The research team reports that this can reduce time by about 360 times compared to training two additional models from scratch, and about 7 times compared with the compressed baseline.
Deployment memory will also be reduced. The table below indicates that storing Nemotron Elastic 6B, 9B and 12B together requires 24GB of BF16 weight, while storing NanoV2 9B plus 12B requires 42GB. This reduced memory by 43% while also exposing an additional 6B of size.


Compare
| system | Dimensions (B) | Average reasoning score* | 6B + 9B tokens | BF16 memory |
|---|---|---|---|---|
| Nemotron Flexibility | 6, 9, 12 | 70.61/75.95/77.41 | 110B | 24GB |
| NanoV2 compression | 9, 12 | 75.99/77.38 | 750B | 42GB |
| Q article 3 | 8 | 72.68 | not applicable | not applicable |
Main points
- Nemotron Elastic trains a 12B inference model with nested 9B and 6B variants to extract zero samples without additional training.

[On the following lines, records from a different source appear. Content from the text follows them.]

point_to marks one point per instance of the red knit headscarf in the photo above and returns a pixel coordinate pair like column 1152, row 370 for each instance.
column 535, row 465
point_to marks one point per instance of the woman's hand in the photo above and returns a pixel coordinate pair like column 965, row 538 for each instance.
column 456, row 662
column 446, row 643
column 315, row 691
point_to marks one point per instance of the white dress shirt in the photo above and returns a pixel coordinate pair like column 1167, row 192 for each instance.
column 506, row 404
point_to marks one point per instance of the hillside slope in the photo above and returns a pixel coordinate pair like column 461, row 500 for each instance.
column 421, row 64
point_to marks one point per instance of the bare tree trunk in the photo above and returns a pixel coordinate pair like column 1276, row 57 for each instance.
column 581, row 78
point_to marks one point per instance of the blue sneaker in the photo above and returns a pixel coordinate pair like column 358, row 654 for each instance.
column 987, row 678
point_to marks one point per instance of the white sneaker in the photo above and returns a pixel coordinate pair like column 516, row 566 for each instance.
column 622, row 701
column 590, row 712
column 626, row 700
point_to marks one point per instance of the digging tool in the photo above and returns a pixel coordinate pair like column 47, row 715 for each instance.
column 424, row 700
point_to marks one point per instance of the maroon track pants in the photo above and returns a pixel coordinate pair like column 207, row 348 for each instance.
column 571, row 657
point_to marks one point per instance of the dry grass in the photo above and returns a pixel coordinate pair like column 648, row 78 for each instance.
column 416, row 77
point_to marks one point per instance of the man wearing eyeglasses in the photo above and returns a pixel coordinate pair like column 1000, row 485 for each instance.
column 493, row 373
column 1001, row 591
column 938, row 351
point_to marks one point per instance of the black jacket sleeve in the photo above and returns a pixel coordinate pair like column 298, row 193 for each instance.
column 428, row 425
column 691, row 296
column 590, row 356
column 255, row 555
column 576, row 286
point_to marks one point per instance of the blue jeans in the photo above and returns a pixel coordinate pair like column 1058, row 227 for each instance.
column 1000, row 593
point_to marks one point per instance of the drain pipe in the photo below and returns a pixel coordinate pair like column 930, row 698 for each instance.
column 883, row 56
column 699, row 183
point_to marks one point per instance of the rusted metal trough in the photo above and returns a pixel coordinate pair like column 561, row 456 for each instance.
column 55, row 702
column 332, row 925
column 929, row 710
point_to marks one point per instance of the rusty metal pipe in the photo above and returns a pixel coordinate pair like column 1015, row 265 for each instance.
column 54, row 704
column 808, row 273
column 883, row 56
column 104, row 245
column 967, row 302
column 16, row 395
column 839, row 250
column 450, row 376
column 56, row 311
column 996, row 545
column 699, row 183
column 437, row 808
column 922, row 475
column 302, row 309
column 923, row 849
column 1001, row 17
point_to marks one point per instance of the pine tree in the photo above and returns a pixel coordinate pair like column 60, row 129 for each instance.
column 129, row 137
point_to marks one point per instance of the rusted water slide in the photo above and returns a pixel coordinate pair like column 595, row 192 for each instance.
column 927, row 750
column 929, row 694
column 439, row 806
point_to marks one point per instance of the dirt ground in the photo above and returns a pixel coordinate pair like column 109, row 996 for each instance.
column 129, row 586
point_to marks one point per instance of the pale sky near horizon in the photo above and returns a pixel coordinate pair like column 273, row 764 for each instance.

- The Elastic family uses a hybrid Mamba-2 and Transformer architecture and a learning router that applies structured masks in width and depth to define each submodel.
- This approach requires 110B training tokens to derive 6B and 9B from the 12B parent, which is approximately 7x less than the 750B token Minitron SSM compression baseline and approximately 360x less than training additional models from scratch.
- On inference benchmarks such as MATH 500, AIME 2024 and 2025, GPQA, LiveCodeBench and MMLU Pro, the average scores of the 6B, 9B and 12B elastic models are about 70.61, 75.95 and 77.41, which are equivalent to or close to the NanoV2 baseline and competitive with Qwen3-8B.
- All three sizes share a 24GB BF16 checkpoint, so the deployed memory of the series remains the same, while the separate NanoV2-9B and 12B models have approximately 42GB of deployed memory, saving about 43% of memory while adding the 6B option.
Nemotron-Elastic-12B is a practical step toward reducing the cost of building and operating a family of inference models. A resilient checkpoint generates 6B, 9B, and 12B variants using a hybrid Mamba-2 and Transformer architecture, learning routers, and structured masks that preserve inference performance. This approach reduces the cost of tokens relative to separate compression or pre-training runs and keeps deployment memory to 24GB for all sizes, simplifying fleet management for multi-tier LLM deployments. Overall, Nemotron-Elastic-12B transforms multi-dimensional inference LLM into a single elastic system design problem.